Разрумяненная прогулкой Хайди скрылась на своем этаже. Роланд постоял в коридоре, обменялся приятельскими кивками с незаметным в углу Дени Таргом и решительно направился к графскому кабинету.

— Заходи, сынок! — как всегда, приветливо пригласил его сэр Конрад.

— Добрый день, милорд,

— Добрый. Хотя и пасмурный. Ты с прогулки? Что, снова в деревне кому-то чего-то не хватило? Ячменя на пиво или соломы на крышу? Пускай ждут до осени.

— Нет, милорд, — мотнул головой Роланд, — Пиво, при нужде, Вулидж и так поставит. Даже если у кого свадьба или что другое... В долг. Ему тех денег, что вы на расширение выдали, надолго хватит, а он человек не жадный. А солома у старосты в сарае и так гниет, пока сын избу не достроил... Осенью свежие снопы будут. Я велел ему, если кто чинит крышу, поделиться запасом. Потом отдадут, а пока что дыры заделают.

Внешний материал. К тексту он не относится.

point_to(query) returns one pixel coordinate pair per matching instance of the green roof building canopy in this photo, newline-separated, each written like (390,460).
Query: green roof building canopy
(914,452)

— Молодец! — с искренним восторгом похвалил граф. — Настоящий хозяин. Давать, дарить — это каждый умеет. А уметь справедливо и по-хозяйски разделить то, что есть — это искусство управления, которое, как я вижу, ты быстро постигаешь. Так же успешно, как воинскую науку... Торин сказал, ты вчера одолел Гарета в поединке. Это немалый успех, у этого парня боевой опыт побольше, чем у некоторых вдвое его старших. Ему будет двадцать в конце мая, я бы с радостью зачислил в войско такого рыцаря, но он уедет. Его мать с сестрой ждут в Эссексе, у какого-то высокородного негодяя в замке. Как бы не пришлось силой их вызволять. Я думаю дать ему пару десятков золотых для выкупа, но надо будет послать с ним и людей... Но об этом речь будет потом. Есть еще время. А что за дело у тебя нынче? Или просто зашел поболтать со стариком?

Прищуренная усмешка лорда Ардена до сих пор нагоняла не него страх. Но Роланд преодолел недостойное воина чувство и, глубоко вздохнув, начал издалека:

— Милорд. Вы доверили мне... Поручили мне ваших рабов. С вашего разрешения, некоторые их них служат в замке.

— Я помню, — кивнул сэр Конрад, — плотники, печники и садовники. Которые за зиму вычистили замковый ров. А что они думают дальше делать? Сажать деревья на мощеном дворе?

— Милорд, — поморщился Роланд от насмешки, — у них еще будет много работы, а пока они предлагают не заполнять ров водой, как было, а засадить чертополохом. Грязи меньше, а такое препятствие любого злоумышленника остановит. Во-первых, большое количество колючек любую кожу прорвет, даже железо поцарапает, а во-вторых, засохший чертополох, если его задеть, издает такой шум, что даже спящий дозор услышит. Если засеять густо, не прорвется ни пехота, ни конница.